Other recipients include a Russian scientist connecting NGOs across Eastern Europe and the Caucasus to identify and safely remove toxic chemical stockpiles; two Saramaka leaders, members of a Maroon community in Suriname founded by freed African slaves in the 1700s, whose legal struggle to protect their tribal land rights led to a binding decision for all indigenous and tribal peoples in the Americas; Bangladesh’s leading environmental attorney, whose legal advocacy led to tighter regulations on the environmentally-devastating and exploitative ship breaking industry; and an Indonesian woman developing community-based waste management systems to stem her island nation’s overwhelming waste infrastructure problems.
“This group of Goldman Prize recipients are as impressive as ever, taking on seemingly insurmountable struggles and achieving success,” said Goldman Prize founder Richard N. Goldman. “In this, our 20th year, we are pleased to bring attention to their courageous work.”

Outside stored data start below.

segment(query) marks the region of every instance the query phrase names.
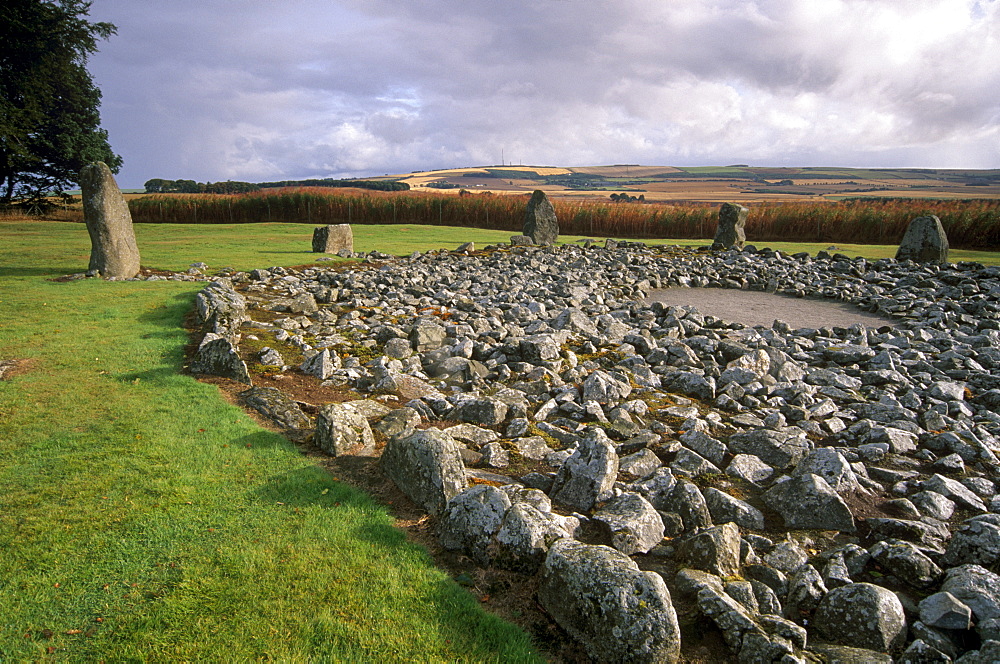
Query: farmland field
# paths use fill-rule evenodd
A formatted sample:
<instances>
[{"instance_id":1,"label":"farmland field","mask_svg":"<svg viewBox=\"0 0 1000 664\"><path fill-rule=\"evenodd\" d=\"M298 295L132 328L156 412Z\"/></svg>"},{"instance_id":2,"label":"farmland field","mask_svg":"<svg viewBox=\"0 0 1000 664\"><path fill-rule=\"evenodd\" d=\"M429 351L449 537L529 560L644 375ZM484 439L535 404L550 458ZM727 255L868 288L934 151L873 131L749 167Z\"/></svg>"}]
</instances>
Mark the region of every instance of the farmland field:
<instances>
[{"instance_id":1,"label":"farmland field","mask_svg":"<svg viewBox=\"0 0 1000 664\"><path fill-rule=\"evenodd\" d=\"M491 171L512 177L493 177ZM521 177L515 177L514 171L519 171ZM853 196L1000 198L998 170L505 165L423 171L383 179L401 180L418 191L441 189L452 194L463 187L495 194L542 189L556 197L586 198L624 191L642 193L647 201L660 202L794 202Z\"/></svg>"}]
</instances>

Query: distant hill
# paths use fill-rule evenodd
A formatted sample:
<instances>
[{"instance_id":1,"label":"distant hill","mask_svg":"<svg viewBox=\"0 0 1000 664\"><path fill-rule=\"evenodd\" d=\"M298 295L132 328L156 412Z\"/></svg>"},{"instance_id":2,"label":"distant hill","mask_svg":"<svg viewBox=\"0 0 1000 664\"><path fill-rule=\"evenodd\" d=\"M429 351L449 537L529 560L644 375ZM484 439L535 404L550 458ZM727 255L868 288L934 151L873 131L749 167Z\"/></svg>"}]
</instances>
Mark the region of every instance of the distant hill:
<instances>
[{"instance_id":1,"label":"distant hill","mask_svg":"<svg viewBox=\"0 0 1000 664\"><path fill-rule=\"evenodd\" d=\"M476 166L369 178L411 189L607 198L643 195L647 202L822 201L845 198L1000 198L1000 170L766 166Z\"/></svg>"}]
</instances>

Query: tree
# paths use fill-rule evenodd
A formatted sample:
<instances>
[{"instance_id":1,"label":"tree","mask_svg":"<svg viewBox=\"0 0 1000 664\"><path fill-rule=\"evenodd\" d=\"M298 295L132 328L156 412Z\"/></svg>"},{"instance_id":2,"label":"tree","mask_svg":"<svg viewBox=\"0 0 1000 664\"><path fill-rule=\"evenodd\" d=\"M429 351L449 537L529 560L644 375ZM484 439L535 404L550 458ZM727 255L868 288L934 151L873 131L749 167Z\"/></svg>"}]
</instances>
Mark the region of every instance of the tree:
<instances>
[{"instance_id":1,"label":"tree","mask_svg":"<svg viewBox=\"0 0 1000 664\"><path fill-rule=\"evenodd\" d=\"M152 180L146 180L147 194L160 194L168 191L173 191L174 181L164 180L163 178L153 178Z\"/></svg>"},{"instance_id":2,"label":"tree","mask_svg":"<svg viewBox=\"0 0 1000 664\"><path fill-rule=\"evenodd\" d=\"M194 180L174 180L174 186L171 191L182 194L201 194L205 191L205 185L198 184Z\"/></svg>"},{"instance_id":3,"label":"tree","mask_svg":"<svg viewBox=\"0 0 1000 664\"><path fill-rule=\"evenodd\" d=\"M87 71L111 23L86 19L85 0L4 0L0 6L0 206L38 208L75 184L86 164L117 173L101 129L101 92Z\"/></svg>"}]
</instances>

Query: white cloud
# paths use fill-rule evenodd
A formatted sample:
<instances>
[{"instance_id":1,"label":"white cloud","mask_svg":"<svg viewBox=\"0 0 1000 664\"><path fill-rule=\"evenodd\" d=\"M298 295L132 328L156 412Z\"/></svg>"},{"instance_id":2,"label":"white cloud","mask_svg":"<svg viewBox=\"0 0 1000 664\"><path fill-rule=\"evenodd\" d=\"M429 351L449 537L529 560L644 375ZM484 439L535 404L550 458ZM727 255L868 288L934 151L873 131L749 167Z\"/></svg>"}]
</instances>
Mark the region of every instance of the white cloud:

The Goldman Environmental Prize, now in its 20th year, is awarded annually to grassroots environmental heroes from each of the world’s six inhabited continental regions and is the largest award of its kind with an individual cash prize of $150,000. The winners were awarded the Prize at an invitation-only ceremony Monday, April 20, 2009 at the San Francisco Opera House.
This year’s winners are:
Maria Gunnoe, Bob White, West Virginia, USA: In the heart of Appalachia, where the coal industry wields enormous power over government and public opinion, lifelong resident Maria Gunnoe fights against environmentally-devastating mountaintop removal mining and valley fill operations.

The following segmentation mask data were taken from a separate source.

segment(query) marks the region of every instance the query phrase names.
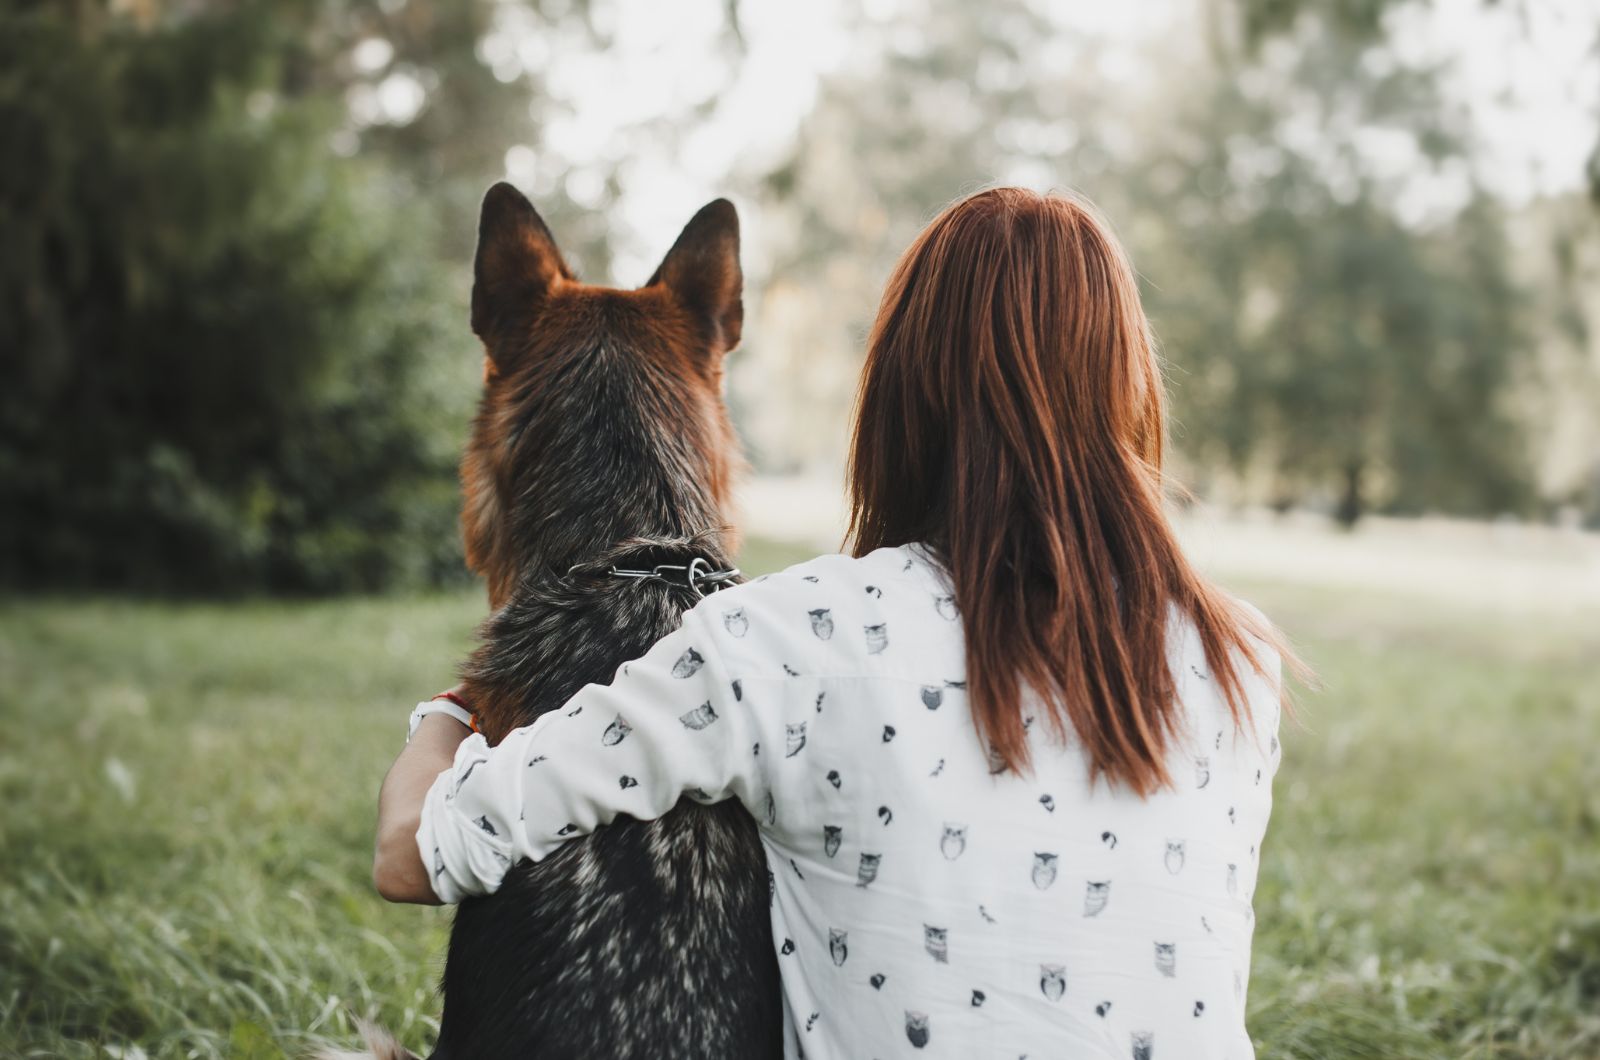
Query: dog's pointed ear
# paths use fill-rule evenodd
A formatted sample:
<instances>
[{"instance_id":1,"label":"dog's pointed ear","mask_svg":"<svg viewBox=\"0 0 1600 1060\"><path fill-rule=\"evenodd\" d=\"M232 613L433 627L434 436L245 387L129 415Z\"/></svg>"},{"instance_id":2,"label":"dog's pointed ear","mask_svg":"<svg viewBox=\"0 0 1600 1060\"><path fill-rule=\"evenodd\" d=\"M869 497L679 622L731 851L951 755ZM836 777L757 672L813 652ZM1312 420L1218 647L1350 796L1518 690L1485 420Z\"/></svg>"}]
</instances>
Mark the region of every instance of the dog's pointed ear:
<instances>
[{"instance_id":1,"label":"dog's pointed ear","mask_svg":"<svg viewBox=\"0 0 1600 1060\"><path fill-rule=\"evenodd\" d=\"M710 332L719 354L744 330L744 272L739 268L739 212L727 199L700 208L646 287L661 284Z\"/></svg>"},{"instance_id":2,"label":"dog's pointed ear","mask_svg":"<svg viewBox=\"0 0 1600 1060\"><path fill-rule=\"evenodd\" d=\"M493 339L531 319L550 292L572 279L555 237L527 198L501 182L483 197L472 265L472 330L495 356Z\"/></svg>"}]
</instances>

Marc Ona, Libreville, Gabon: In Gabon, a country without a culture of civic engagement, Marc Ona led efforts to publicly expose the unlawful agreements behind a huge Chinese mining development project that threatens the sensitive ecosystems of his country’s equatorial rainforests.

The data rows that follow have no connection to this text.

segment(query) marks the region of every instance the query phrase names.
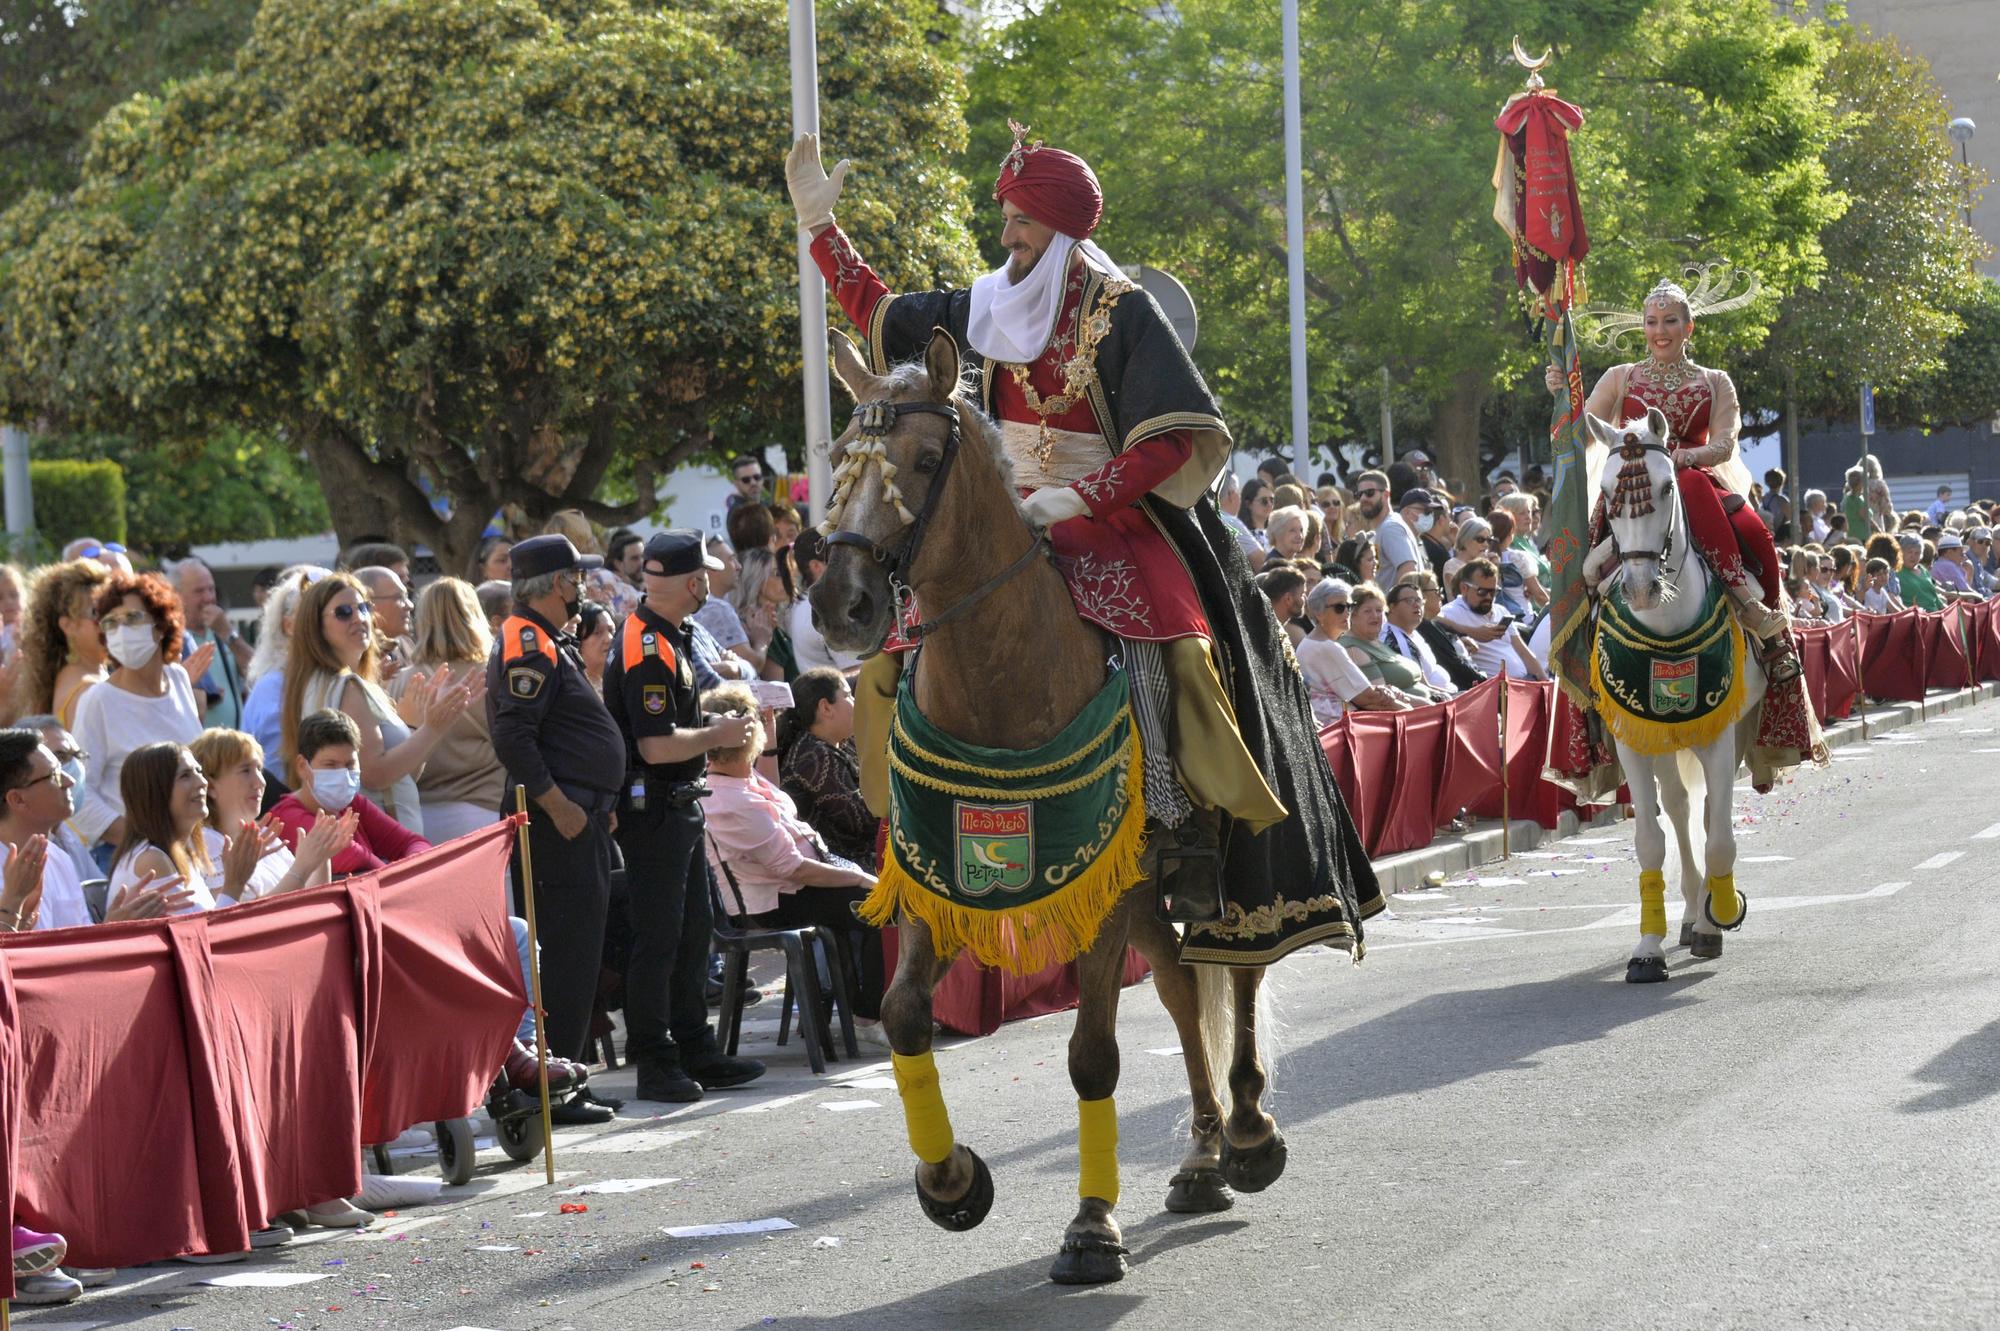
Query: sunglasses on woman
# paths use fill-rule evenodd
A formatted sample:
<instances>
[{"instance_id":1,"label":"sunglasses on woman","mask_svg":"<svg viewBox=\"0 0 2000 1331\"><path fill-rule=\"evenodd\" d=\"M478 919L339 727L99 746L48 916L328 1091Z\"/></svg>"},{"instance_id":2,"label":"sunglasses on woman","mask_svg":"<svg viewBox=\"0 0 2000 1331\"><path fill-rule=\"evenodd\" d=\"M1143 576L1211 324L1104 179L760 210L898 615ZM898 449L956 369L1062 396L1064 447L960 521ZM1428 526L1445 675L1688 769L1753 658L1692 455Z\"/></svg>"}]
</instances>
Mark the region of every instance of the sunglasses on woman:
<instances>
[{"instance_id":1,"label":"sunglasses on woman","mask_svg":"<svg viewBox=\"0 0 2000 1331\"><path fill-rule=\"evenodd\" d=\"M337 605L333 608L333 617L345 624L350 620L369 618L369 610L366 605L361 604Z\"/></svg>"}]
</instances>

Rizwana Hasan, Dhaka, Bangladesh: Working to reduce the impact of Bangladesh’s exploitative and environmentally-devastating ship breaking industry, leading environmental attorney Rizwana Hasan led a legal battle resulting in increased government regulation and heightened public awareness about the dangers of ship breaking.
Olga Speranskaya, Moscow, Russia: Russian scientist Olga Speranskaya transformed the NGO community in Eastern Europe, the Caucasus and Central Asia into a potent, participatory force working to identify and eliminate the Soviet legacy of toxic chemicals in the environment.
Yuyun Ismawati, Denpasar, Bali, Indonesia: As waste management problems mount throughout the Indonesian archipelago, Yuyun Ismawati implements sustainable community-based solutions that provide employment opportunities to low-income people and empower them to improve the environment.
Wanze Eduards and Hugo Jabini, Pikin Slee Village and Paramaribo, Suriname: Wanze Eduards and Hugo Jabini, members of Maroon communities originally established by freed African slaves in the 1700s, successfully organized their communities against logging on their traditional lands, ultimately leading to a landmark ruling for indigenous and tribal peoples throughout the Americas to control resource exploitation in their territories.
About the Goldman Environmental Prize
The Goldman Environmental Prize was established in 1989 by San Francisco civic leader and philanthropist Richard N. Goldman and his late wife, Rhoda H. Goldman. It has been awarded to 133 people from 75 countries.
Prize winners are selected by an international jury from confidential nominations submitted by a worldwide network of environmental organizations and individuals.
Previous Prize winners have been at the center of some of the world’s most pressing environmental challenges, including seeking justice for victims of environmental disasters at Love Canal and Bhopal, India; leading the fight for dolphin-safe tuna and fighting oil drilling in the Arctic National Wildlife Refuge.
Since receiving a Goldman Prize, eight winners have been appointed or elected to national office in their countries, including several who became ministers of the environment. The 1991 Goldman Prize winner for Africa, Wangari Maathai, won the 2004 Nobel Peace Prize.